The Republic of the Congo adopted artemisinin-based combination therapies (ACTs) in 2006: artesunate-amodiaquine and artemether-lumefantrine as the first-line and second-line drugs, respectively. The baseline efficacy of artemether-lumefantrine was evaluated between March and July 2006 in Brazzaville, the capital city of Congo. Seventy-seven children aged between 6 months and 10 years were enrolled in a nonrandomized study. The children were treated under supervision with 6 doses of artemether-lumefantrine and followed up for 28 days in accordance with the 2003 World Health Organization guideline. Pretreatment (i.e., day 0) and recrudescent Plasmodium falciparum isolates between day 14 and day 28 were compared by the polymerase chain reaction to distinguish between true recrudescence and reinfection. The overall cure rate on day 28 was 96.9% after PCR correction. Reported adverse effects included pruritus and dizziness. Artemether-lumefantrine was highly efficacious in Brazzaville.

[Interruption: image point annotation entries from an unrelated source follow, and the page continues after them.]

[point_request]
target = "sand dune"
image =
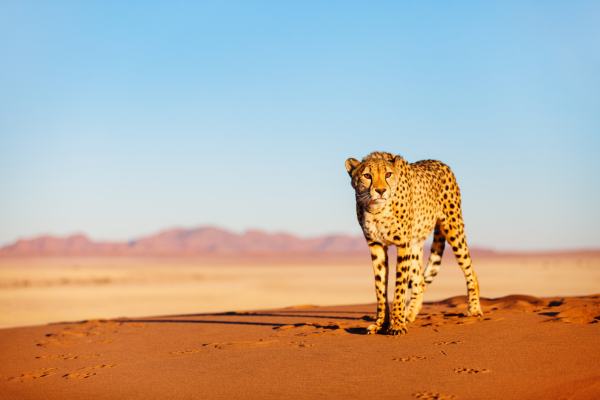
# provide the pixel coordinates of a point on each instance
(49, 289)
(524, 348)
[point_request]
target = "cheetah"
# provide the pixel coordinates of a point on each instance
(399, 204)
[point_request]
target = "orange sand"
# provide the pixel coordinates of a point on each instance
(523, 348)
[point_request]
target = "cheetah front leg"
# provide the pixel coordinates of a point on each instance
(397, 324)
(380, 268)
(417, 284)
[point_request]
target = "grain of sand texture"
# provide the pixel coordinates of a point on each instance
(525, 347)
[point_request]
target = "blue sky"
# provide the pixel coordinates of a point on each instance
(120, 120)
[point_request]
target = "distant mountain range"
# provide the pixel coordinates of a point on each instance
(201, 241)
(213, 241)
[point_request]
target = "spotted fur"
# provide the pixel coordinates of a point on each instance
(399, 204)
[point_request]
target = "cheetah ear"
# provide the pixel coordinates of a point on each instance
(399, 163)
(351, 165)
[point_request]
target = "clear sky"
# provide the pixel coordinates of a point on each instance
(121, 119)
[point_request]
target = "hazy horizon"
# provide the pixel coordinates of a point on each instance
(123, 120)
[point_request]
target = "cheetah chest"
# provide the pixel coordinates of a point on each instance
(380, 227)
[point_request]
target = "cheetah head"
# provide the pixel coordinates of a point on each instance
(375, 179)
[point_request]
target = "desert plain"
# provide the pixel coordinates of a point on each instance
(294, 327)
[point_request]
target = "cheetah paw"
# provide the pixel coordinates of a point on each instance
(397, 329)
(374, 329)
(475, 313)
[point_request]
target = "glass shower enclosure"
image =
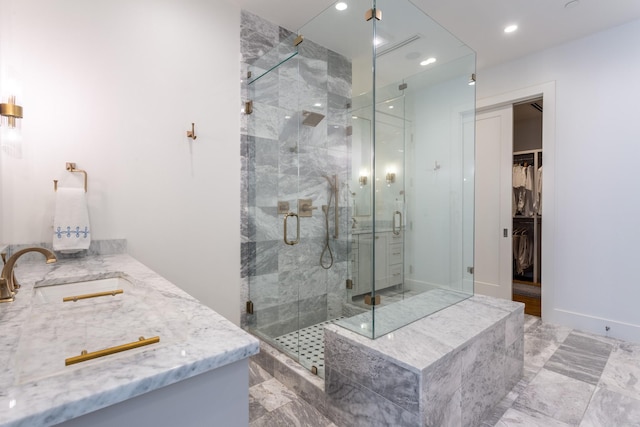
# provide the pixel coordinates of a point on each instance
(359, 146)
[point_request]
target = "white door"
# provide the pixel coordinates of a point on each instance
(493, 217)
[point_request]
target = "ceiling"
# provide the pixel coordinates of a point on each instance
(480, 24)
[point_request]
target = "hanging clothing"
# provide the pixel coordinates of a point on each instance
(523, 190)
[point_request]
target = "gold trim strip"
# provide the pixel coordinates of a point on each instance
(75, 298)
(84, 356)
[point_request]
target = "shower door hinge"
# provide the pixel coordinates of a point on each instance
(372, 300)
(369, 14)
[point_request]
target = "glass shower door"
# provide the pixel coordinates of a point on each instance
(273, 128)
(297, 134)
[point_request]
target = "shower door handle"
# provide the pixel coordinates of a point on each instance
(287, 241)
(399, 224)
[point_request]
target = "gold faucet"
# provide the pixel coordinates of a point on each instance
(8, 282)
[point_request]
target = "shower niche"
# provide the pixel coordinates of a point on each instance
(358, 151)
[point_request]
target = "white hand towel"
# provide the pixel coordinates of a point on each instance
(71, 231)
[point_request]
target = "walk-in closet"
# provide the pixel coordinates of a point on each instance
(527, 204)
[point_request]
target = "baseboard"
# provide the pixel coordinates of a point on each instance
(594, 324)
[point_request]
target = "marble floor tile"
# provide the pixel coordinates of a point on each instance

Approximately 30% of the Congolese population reside in Brazzaville, the capital city. The epidemiology of malaria in the city of Brazzaville is heterogeneous [1]. Depending on the district, malaria transmission is low or intense. In general, malaria is meso- to hypoendemic in the city centre and hyperendemic in the periphery [2]. In terms of malaria burden, there are twice as many malaria-infected patients consulting health centres in the periphery, as compared with health centres in the city centre [3]. Surveys conducted in the main hospital in Brazzaville have shown that malaria is the first cause of admission in the department of paediatrics, mostly in children aged less than 4 years old [4, 5].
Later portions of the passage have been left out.